The change in feeding patterns of some birds may of course be associated with the expansion of farming over the decades and the consequent loss of natural foods such as fruits, seeds, nuts and berries - from  hedgerow flowers and shrubs.  This may contribute to birds visiting gardens more often. 

It may be that our desire to help garden wildlife needs more thought as to the type of ‘help’ that is offered.  This could involve allowing our roadside verges and gardens to be ‘wilder’, with

  • less frequent moving of lawns / grassy areas,
  • more ground cover,
  • planting native trees (like crab apples, hawthorn),
  • less weeding, allowing seeds and fruits  (eg. rose hips) to form, which would encourage insects / spiders

Consequently more natural resources would be available to birds and only in harsh times would supplementary materials be needed.

 


NB : it is essential that feeders are regularly cleaned so that disease is kept to a minimum [e.g. Trichomonosis  caused by the protozoan parasite Trichomonas gallinae] .

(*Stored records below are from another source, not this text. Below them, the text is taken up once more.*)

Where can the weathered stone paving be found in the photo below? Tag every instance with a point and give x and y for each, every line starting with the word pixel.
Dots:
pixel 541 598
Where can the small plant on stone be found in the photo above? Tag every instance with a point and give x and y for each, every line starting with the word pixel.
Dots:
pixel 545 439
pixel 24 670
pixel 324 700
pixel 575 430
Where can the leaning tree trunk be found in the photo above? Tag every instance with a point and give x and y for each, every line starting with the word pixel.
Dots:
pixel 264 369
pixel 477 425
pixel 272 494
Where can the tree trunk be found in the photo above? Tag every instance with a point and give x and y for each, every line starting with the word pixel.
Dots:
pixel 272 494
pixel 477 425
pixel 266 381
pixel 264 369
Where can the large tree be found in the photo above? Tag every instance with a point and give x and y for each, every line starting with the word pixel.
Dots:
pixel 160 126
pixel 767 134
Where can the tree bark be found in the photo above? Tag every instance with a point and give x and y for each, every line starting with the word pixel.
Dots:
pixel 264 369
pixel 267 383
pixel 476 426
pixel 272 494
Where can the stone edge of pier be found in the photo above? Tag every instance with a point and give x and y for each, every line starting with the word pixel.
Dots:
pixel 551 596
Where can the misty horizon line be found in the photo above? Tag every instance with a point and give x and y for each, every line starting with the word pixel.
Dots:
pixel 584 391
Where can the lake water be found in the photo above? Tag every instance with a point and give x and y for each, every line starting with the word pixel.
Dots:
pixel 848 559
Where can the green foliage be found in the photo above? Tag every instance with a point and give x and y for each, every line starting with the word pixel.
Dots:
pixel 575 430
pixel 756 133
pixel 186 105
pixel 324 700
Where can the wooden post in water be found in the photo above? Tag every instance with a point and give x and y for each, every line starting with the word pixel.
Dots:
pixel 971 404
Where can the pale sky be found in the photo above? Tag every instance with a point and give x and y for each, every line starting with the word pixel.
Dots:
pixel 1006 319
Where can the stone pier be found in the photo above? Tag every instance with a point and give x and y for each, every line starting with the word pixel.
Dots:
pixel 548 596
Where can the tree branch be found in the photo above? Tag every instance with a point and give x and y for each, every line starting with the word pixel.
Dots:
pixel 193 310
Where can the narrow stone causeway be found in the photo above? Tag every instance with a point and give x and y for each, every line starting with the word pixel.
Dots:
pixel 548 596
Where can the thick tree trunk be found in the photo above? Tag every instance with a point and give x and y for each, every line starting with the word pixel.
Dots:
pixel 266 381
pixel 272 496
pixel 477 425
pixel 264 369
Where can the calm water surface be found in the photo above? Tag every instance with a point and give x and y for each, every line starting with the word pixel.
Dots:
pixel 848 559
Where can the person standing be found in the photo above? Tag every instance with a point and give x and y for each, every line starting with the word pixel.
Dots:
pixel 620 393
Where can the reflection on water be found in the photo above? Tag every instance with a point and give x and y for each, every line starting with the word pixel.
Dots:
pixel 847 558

Remember later this month (28 - 30th January), there is the Big Garden Birdwatch, organised by the RSPB. For further information, click on the image below:-


 

A footnoteAs a species, we have not always been kind to birds.  A recent paper from Tel Aviv University details how humans have been responsible for the extinction of hundreds of birds species (over the last 50,000 years).  They have listed some 469 species of birds that have been lost, though the true number is probably considerably higher.   Many of these extinctions occurred in a short time frame and  were due to either :

  • The hunting of birds (and their eggs) for food or
  • The killing of birds by animals (rats etc) that human expansion brought to islands / countries.

Many of the extinct species shared a number of features :

  • Most lived on islands
  • Many were large or very large birds (e.g. the dodo on Mauritius - that provided humans with significant quantise of high quality protein. (A similar fate befell certain large lizards and turtles).
  • Many of the birds were flightless and could not escape their hunters.